Líbano: Bancos solicitados a rever transferências de fundos de políticos para o exterior

O banco central do Líbano pediu aos bancos que revisassem as transferências de fundos para o exterior por políticos e funcionários do governo entre 17 de outubro e 31 de dezembro, quando protestos contra o governo levaram os bancos a impor controles informais de capital que impediam essas transferências.

A medida pareceu ser um passo em direção a investigar movimentos de dinheiro do Líbano por políticos e pessoas influentes após uma longa crise econômica e política que se acelerou em outubro, com o início de protestos em massa que varreram o país.

Uma circular de 9 de janeiro da unidade de combate à lavagem de dinheiro do banco solicitou aos bancos que identificassem a origem dos fundos depositados em contas no exterior e relatassem qualquer atividade suspeita que envolvesse essas contas.

A circular, vista pela Agência de Notícias Reuters na quinta-feira, pediu aos bancos que cumprissem até 31 de janeiro.

O banco central não respondeu imediatamente a um pedido da Reuters para comentar.

Uma circular separada datada de 14 de janeiro da comissão de controle bancário do Líbano solicitou aos bancos datas e tamanhos das transferências para a Suíça desde 17 de outubro, sem pedir os nomes dos clientes que fizeram as transferências.
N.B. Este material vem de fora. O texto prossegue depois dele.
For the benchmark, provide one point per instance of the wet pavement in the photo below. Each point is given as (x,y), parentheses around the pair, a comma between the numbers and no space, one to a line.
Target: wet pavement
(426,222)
Ele pediu aos bancos que forneçam as informações dentro de uma semana.

A crise econômica do Líbano se intensificou no ano passado, com a desaceleração das remessas de moeda estrangeira do exterior, levando à escassez de dólares necessários para financiar o déficit do Estado e as necessidades de importação. Buscando impedir uma saída maciça de dinheiro do país – a chamada “fuga de capitais” – os bancos impõem controles rígidos sobre o acesso a dinheiro e transferências para o exterior desde outubro.

A raiva nos bancos ajudou a alimentar protestos violentos em Beirute na terça-feira, durante os quais vários bancos foram vandalizados.

O governador do banco central Riad Salameh, em entrevista à emissora libanesa MTV na semana passada, disse que foi solicitado a investigar transferências que ocorreram após 17 de outubro.

Após uma reunião com Salameh na quarta-feira, o primeiro-ministro interino Saad Hariri disse que houve uma “campanha para arrancar” Salameh, que está no seu cargo desde 1993, e que ele está sendo injustamente culpado pelos problemas financeiros do Líbano. Hariri acrescentou que Salameh tinha imunidade “e ninguém pode dispensá-lo”.